The raven design was borrowed from Davidson, one of Canada’s top Haida artists. The Trudeau family were made honorary members of the Haida nation, indigenous to Canada’s Pacific Northwest, in 1976 during the second prime ministerial term of Justin’s father, Pierre. After his stunning 2015 election victory, the Haida were cool with our hunky PM’s indigenous ink.
But that changed after the Liberal government greenlit a liquid natural gas terminal in B.C. Approached by CanadianArt.ca in 2016, Davidson said: “Trudeau selected an image depicting one of the origin histories of the Haida Nation, where Raven brings light to the world. By selecting that image, he must uphold the responsibilities that come with that image.”

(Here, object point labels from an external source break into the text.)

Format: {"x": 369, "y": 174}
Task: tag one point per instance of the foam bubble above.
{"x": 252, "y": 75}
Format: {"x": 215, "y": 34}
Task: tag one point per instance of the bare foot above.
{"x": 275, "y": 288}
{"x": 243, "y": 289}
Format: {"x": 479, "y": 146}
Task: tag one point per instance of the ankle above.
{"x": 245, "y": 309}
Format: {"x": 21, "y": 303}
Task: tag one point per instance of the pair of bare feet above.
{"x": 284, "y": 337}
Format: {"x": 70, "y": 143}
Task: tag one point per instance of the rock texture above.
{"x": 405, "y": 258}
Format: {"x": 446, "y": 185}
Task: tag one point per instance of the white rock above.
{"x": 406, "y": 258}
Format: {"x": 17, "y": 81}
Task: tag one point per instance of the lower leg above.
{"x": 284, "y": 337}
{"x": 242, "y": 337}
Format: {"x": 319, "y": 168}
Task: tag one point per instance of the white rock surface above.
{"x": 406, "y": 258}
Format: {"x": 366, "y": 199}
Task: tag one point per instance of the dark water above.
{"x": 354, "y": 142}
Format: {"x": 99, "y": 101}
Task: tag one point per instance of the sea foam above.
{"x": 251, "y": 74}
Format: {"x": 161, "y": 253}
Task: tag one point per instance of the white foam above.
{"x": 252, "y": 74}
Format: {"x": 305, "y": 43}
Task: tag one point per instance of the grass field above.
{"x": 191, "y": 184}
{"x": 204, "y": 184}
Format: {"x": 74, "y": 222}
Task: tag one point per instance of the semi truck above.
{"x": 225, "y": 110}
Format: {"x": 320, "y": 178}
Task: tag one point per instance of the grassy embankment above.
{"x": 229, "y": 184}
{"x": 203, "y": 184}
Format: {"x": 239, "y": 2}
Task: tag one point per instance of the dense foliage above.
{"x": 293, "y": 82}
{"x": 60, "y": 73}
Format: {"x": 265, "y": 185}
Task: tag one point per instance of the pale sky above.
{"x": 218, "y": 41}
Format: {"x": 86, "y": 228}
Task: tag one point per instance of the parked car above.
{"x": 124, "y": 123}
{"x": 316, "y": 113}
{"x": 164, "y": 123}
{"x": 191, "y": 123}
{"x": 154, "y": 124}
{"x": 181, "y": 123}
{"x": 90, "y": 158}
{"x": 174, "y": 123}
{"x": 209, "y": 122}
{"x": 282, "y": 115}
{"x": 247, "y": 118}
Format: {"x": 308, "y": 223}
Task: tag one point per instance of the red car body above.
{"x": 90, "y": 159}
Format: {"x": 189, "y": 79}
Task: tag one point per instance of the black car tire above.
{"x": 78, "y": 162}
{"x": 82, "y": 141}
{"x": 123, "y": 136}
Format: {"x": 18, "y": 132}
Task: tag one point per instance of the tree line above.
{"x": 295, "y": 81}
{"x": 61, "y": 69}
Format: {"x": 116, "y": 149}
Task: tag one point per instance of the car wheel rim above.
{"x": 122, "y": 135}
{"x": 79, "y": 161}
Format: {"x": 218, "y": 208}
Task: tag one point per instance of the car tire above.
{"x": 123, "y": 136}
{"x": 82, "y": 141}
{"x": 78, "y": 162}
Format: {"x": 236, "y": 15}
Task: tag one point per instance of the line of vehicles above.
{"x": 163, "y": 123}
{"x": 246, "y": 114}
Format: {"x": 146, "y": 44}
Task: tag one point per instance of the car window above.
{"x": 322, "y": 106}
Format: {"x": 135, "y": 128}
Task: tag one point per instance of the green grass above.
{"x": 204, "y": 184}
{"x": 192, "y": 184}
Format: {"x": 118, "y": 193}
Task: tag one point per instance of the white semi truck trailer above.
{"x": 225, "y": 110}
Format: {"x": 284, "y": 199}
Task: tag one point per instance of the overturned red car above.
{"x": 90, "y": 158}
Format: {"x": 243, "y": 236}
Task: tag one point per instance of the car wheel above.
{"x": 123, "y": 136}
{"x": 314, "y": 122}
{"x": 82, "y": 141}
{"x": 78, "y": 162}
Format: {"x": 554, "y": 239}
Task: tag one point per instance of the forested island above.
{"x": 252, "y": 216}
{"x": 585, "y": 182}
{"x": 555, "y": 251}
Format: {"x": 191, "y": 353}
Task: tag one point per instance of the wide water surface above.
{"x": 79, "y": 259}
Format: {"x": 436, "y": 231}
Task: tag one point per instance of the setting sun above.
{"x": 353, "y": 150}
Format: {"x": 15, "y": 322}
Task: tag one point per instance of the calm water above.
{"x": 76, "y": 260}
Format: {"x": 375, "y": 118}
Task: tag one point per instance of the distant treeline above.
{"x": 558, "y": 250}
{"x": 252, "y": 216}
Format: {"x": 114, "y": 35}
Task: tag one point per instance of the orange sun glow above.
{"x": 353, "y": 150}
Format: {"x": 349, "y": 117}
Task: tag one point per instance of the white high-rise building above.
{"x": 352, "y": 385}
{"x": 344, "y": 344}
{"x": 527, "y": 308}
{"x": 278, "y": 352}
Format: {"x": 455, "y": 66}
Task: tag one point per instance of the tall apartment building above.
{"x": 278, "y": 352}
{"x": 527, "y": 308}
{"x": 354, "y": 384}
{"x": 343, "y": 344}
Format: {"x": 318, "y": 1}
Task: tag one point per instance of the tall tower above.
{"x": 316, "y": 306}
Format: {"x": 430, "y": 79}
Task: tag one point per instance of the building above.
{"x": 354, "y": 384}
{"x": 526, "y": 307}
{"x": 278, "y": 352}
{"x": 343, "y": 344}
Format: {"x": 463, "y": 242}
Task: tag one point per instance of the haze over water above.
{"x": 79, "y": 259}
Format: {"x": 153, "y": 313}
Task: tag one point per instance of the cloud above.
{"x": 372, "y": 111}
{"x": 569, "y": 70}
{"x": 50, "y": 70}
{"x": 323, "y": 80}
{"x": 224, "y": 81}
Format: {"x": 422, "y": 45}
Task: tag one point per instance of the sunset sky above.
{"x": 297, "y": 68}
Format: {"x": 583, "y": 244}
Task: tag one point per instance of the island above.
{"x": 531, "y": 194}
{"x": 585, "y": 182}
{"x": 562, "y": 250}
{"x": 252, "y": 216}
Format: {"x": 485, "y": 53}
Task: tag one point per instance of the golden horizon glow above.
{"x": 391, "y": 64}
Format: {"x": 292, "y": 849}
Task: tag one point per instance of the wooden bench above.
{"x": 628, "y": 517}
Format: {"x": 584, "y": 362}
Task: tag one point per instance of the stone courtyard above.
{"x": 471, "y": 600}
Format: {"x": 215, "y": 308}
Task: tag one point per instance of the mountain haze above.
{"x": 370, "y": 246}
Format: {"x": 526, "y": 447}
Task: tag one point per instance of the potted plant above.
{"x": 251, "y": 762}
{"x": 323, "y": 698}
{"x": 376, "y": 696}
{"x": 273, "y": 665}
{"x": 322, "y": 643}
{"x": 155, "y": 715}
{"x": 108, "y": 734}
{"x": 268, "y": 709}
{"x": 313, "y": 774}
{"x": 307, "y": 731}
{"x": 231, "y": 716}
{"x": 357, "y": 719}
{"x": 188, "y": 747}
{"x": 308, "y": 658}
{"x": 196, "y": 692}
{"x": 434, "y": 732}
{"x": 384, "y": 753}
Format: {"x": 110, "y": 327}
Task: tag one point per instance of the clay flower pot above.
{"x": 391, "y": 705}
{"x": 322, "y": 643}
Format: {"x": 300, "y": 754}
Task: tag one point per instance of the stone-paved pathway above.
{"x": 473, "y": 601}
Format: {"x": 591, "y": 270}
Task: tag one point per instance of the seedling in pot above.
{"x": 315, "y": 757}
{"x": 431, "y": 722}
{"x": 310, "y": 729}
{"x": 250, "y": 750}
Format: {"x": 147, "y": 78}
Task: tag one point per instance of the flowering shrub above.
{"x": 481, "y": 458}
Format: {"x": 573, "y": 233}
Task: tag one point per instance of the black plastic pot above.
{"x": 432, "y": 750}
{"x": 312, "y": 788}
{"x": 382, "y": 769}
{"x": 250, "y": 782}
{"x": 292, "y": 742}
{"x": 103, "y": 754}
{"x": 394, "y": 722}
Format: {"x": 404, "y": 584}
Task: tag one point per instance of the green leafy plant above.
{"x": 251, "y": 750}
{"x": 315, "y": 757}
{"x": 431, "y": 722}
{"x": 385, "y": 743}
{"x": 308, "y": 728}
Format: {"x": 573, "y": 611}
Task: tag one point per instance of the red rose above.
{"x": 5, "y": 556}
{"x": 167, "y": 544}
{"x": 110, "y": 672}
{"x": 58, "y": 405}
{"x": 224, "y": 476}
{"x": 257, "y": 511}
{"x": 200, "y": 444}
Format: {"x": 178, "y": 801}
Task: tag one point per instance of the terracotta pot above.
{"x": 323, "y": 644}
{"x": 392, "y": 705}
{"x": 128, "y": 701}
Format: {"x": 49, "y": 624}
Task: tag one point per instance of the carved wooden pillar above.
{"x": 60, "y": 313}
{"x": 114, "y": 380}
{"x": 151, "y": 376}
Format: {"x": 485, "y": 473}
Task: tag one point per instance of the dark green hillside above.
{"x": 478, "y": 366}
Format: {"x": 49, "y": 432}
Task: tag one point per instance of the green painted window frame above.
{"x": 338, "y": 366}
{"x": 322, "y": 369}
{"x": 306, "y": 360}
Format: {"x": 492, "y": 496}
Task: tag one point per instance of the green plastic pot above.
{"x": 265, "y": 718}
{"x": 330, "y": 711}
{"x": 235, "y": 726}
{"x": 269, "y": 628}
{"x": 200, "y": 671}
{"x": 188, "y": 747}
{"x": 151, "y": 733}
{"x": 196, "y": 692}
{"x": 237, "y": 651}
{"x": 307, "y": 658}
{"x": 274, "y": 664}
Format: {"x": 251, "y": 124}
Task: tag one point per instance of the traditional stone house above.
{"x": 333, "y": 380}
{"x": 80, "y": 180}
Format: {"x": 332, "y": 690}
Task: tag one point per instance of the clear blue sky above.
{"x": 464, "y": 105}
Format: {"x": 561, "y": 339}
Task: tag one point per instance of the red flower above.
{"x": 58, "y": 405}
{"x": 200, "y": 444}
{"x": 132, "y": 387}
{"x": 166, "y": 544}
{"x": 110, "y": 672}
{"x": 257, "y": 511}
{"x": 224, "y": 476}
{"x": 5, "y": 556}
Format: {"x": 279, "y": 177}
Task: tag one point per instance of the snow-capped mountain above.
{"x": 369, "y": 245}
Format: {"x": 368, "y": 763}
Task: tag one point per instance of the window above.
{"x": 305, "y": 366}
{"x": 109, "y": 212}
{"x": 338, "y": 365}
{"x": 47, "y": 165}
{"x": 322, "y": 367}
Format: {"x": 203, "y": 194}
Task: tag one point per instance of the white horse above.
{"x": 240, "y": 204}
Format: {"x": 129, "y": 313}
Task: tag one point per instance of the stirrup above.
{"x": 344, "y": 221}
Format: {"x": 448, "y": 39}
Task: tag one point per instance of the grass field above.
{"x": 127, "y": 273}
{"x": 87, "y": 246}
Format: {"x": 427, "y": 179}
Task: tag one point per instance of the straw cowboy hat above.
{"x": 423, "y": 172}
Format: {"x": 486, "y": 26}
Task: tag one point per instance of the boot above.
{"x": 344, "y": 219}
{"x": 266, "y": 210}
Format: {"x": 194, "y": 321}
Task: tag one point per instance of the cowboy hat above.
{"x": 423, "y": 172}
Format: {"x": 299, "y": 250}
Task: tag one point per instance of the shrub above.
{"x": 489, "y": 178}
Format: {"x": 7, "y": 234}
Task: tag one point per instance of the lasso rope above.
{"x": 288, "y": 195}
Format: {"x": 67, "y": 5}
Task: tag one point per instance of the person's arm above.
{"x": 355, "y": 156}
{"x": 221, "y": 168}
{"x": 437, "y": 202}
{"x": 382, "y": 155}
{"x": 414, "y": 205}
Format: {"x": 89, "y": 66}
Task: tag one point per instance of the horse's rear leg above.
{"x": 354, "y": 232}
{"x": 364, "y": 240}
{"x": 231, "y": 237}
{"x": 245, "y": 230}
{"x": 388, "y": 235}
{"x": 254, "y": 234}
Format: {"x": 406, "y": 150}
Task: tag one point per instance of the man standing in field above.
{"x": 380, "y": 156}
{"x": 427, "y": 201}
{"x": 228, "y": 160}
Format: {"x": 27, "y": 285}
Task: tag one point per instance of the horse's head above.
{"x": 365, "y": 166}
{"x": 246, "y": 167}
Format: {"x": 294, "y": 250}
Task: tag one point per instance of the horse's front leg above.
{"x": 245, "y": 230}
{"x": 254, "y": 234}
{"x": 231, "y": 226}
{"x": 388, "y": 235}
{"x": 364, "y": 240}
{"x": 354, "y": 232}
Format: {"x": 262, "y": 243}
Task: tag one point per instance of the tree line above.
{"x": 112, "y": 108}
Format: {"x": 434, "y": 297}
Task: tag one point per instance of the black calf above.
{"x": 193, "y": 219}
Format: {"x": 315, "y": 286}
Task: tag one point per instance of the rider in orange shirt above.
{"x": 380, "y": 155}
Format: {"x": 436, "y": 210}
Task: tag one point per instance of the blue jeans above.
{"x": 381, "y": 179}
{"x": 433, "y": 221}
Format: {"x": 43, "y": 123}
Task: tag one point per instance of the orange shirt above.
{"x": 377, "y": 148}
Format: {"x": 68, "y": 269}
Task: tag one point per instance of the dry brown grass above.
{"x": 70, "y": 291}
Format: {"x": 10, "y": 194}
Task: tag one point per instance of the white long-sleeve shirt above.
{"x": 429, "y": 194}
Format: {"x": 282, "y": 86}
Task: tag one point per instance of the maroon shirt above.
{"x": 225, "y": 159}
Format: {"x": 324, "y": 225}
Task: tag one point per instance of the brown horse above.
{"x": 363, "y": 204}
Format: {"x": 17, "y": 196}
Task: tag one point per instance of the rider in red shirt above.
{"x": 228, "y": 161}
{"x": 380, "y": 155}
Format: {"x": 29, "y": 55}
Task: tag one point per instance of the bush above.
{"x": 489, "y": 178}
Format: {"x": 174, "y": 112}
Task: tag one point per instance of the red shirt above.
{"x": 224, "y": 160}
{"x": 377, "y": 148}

But his tattoo certainly made an impression on Nobel laureate Malala Yousafzai, who addressed Parliament this month. “They say he’s the second-youngest prime minister in Canadian history,” the 19-year-old activist noted. “He does yoga. He has tattoos… When I was coming here, everyone was telling me, like, ‘Shake the prime minister’s hand and let us know how he looks in reality.’ “
Which seems to suggest tattoos are like everything else in the world — it all depends on your point of view.